条件etree lxml的错误
我正在尝试删除所有在数字66之间的内容:
我遇到了以下错误:TypeError: argument of type 'NoneType' is not iterable...if element.tag == 'answer' and '-66' in element.text:
这有什么问题吗?有人能帮忙吗?
#!/usr/local/bin/python2.7
# -*- coding: UTF-8 -*-
from lxml import etree
planhtmlclear_utf=u"""
<questionaire>
<question>
<questiontext>What's up?</questiontext>
<answer></answer>
</question>
<question>
<questiontext>Cool?</questiontext>
<answer>-66</answer>
</question>
</questionaire>
"""
html = etree.fromstring(planhtmlclear_utf)
questions = html.xpath('/questionaire/question')
for question in questions:
for element in question.getchildren():
if element.tag == 'answer' and '-66' in element.text:
html.xpath('/questionaire')[0].remove(question)
print etree.tostring(html)
2 个回答
1
检查 element.text
是否为 None
的另一种方法是优化你的 XPath。
questions = html.xpath('/questionaire/question[answer/text()="-66"]')
for question in questions:
question.getparent().remove(question)
方括号 [...]
的意思是“满足某种条件”。所以
question # find all question elements
[ # such that
answer # it has an answer subelement
/text() # whose text
= # equals
"-66" # "-66"
]
1
在某些情况下,element.text 可能是 None。错误提示说它无法在 None 中查找 "-66",所以首先要检查 element.text 是否不是 None,可以这样做:
html = etree.fromstring(planhtmlclear_utf)

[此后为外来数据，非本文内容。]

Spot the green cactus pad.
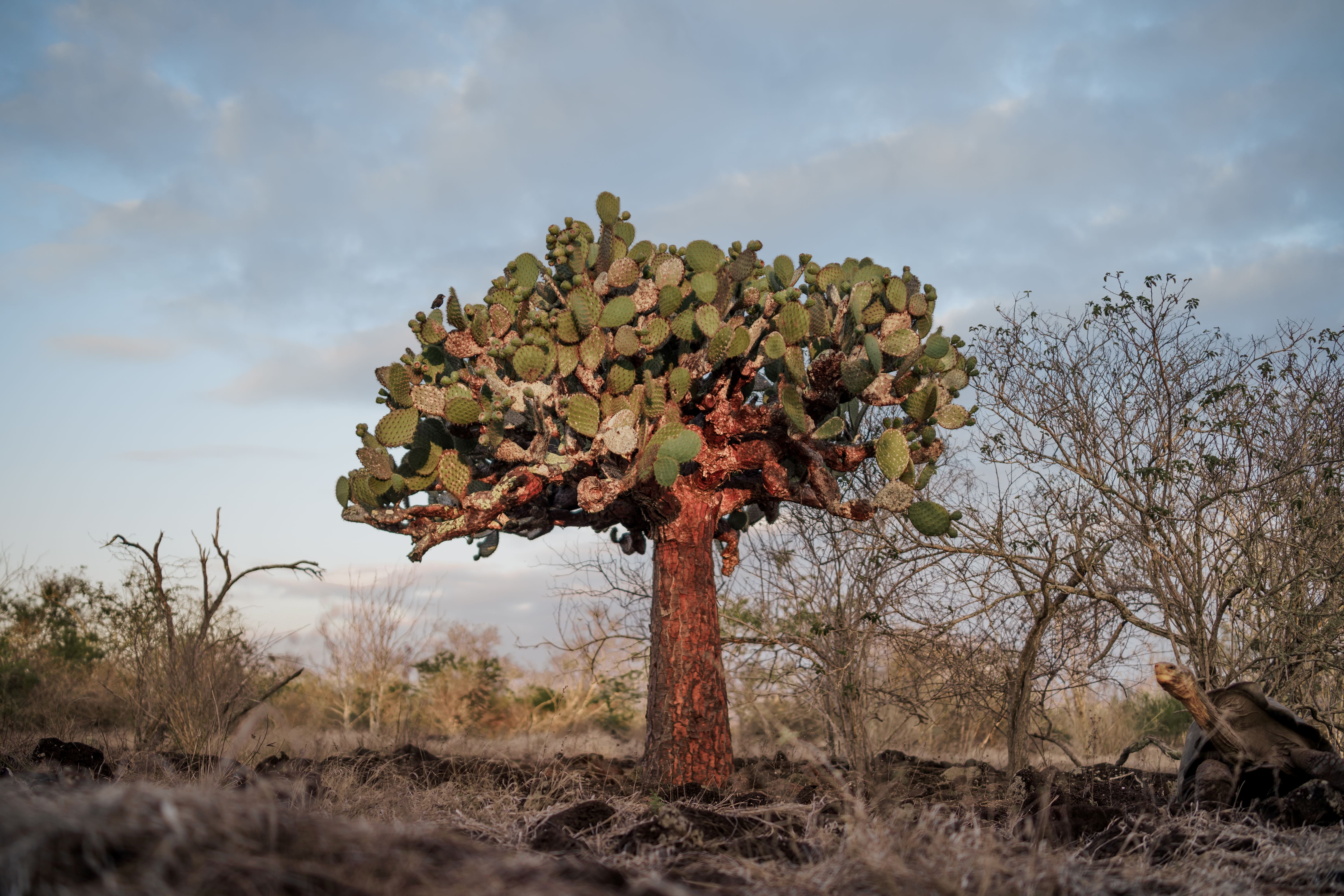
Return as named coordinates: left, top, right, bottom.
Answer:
left=882, top=329, right=919, bottom=357
left=659, top=430, right=702, bottom=465
left=349, top=473, right=378, bottom=508
left=564, top=395, right=602, bottom=438
left=784, top=345, right=808, bottom=388
left=668, top=367, right=691, bottom=404
left=374, top=408, right=419, bottom=447
left=555, top=308, right=583, bottom=345
left=640, top=317, right=672, bottom=349
left=817, top=265, right=844, bottom=290
left=438, top=450, right=472, bottom=501
left=934, top=404, right=970, bottom=430
left=606, top=258, right=640, bottom=289
left=942, top=369, right=970, bottom=390
left=903, top=383, right=938, bottom=420
left=685, top=239, right=723, bottom=273
left=567, top=286, right=602, bottom=336
left=653, top=453, right=681, bottom=489
left=555, top=345, right=579, bottom=376
left=597, top=191, right=621, bottom=224
left=727, top=326, right=751, bottom=357
left=607, top=324, right=641, bottom=355
left=672, top=308, right=695, bottom=342
left=774, top=302, right=810, bottom=345
left=610, top=357, right=634, bottom=395
left=805, top=298, right=831, bottom=338
left=444, top=289, right=466, bottom=329
left=840, top=357, right=878, bottom=395
left=887, top=277, right=907, bottom=312
left=598, top=295, right=634, bottom=329
left=812, top=416, right=844, bottom=439
left=659, top=287, right=685, bottom=317
left=695, top=305, right=723, bottom=338
left=513, top=345, right=547, bottom=383
left=653, top=255, right=685, bottom=290
left=387, top=364, right=411, bottom=407
left=444, top=395, right=481, bottom=426
left=691, top=271, right=719, bottom=302
left=780, top=383, right=808, bottom=433
left=906, top=501, right=952, bottom=536
left=704, top=324, right=734, bottom=367
left=874, top=430, right=910, bottom=480
left=579, top=329, right=606, bottom=369
left=863, top=333, right=882, bottom=373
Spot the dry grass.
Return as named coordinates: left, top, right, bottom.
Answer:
left=0, top=744, right=1344, bottom=896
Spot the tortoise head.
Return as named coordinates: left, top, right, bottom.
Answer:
left=1153, top=662, right=1199, bottom=705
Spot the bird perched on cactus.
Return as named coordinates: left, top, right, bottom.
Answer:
left=336, top=194, right=976, bottom=786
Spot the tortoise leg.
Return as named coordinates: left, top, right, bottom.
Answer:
left=1195, top=759, right=1232, bottom=809
left=1288, top=748, right=1344, bottom=790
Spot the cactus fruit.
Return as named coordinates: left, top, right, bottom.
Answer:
left=564, top=395, right=601, bottom=438
left=774, top=302, right=809, bottom=345
left=374, top=402, right=419, bottom=447
left=387, top=364, right=411, bottom=407
left=780, top=383, right=808, bottom=433
left=906, top=501, right=952, bottom=536
left=874, top=430, right=910, bottom=480
left=598, top=295, right=634, bottom=329
left=513, top=345, right=548, bottom=383
left=610, top=357, right=634, bottom=395
left=668, top=367, right=691, bottom=404
left=934, top=404, right=970, bottom=430
left=872, top=480, right=915, bottom=513
left=840, top=357, right=878, bottom=395
left=685, top=239, right=723, bottom=274
left=863, top=333, right=882, bottom=373
left=784, top=345, right=808, bottom=388
left=942, top=369, right=970, bottom=391
left=579, top=329, right=606, bottom=371
left=812, top=416, right=844, bottom=439
left=597, top=192, right=621, bottom=226
left=606, top=258, right=640, bottom=289
left=695, top=305, right=723, bottom=338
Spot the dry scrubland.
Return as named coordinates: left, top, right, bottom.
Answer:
left=0, top=737, right=1344, bottom=893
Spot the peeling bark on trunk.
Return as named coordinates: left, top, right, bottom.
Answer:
left=644, top=488, right=732, bottom=788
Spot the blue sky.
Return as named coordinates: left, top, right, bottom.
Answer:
left=0, top=0, right=1344, bottom=658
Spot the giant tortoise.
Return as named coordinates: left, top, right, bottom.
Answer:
left=1153, top=662, right=1344, bottom=806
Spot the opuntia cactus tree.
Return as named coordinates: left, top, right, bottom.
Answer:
left=336, top=194, right=976, bottom=786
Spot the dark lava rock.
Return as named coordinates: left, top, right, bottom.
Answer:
left=31, top=737, right=112, bottom=778
left=528, top=799, right=616, bottom=852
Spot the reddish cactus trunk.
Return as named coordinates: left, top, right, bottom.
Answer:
left=644, top=484, right=732, bottom=787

questions = html.xpath('/questionaire/question')
for question in questions:
for element in question.getchildren():
if element.tag == 'answer' and element.text and '-66' in element.text:
html.xpath('/questionaire')[0].remove(question)
print etree.tostring(html)
在 XML 中出错的那一行是 <answer></answer>
,这里的标签之间没有任何文本。
编辑(关于你提到的合并标签的第二部分问题):
你可以这样使用 BeautifulSoup
:
from lxml import etree
import BeautifulSoup
planhtmlclear_utf=u"""
<questionaire>
<question>
<questiontext>What's up?</questiontext>
<answer></answer>
</question>
<question>
<questiontext>Cool?</questiontext>
<answer>-66</answer>
</question>
</questionaire>"""
html = etree.fromstring(planhtmlclear_utf)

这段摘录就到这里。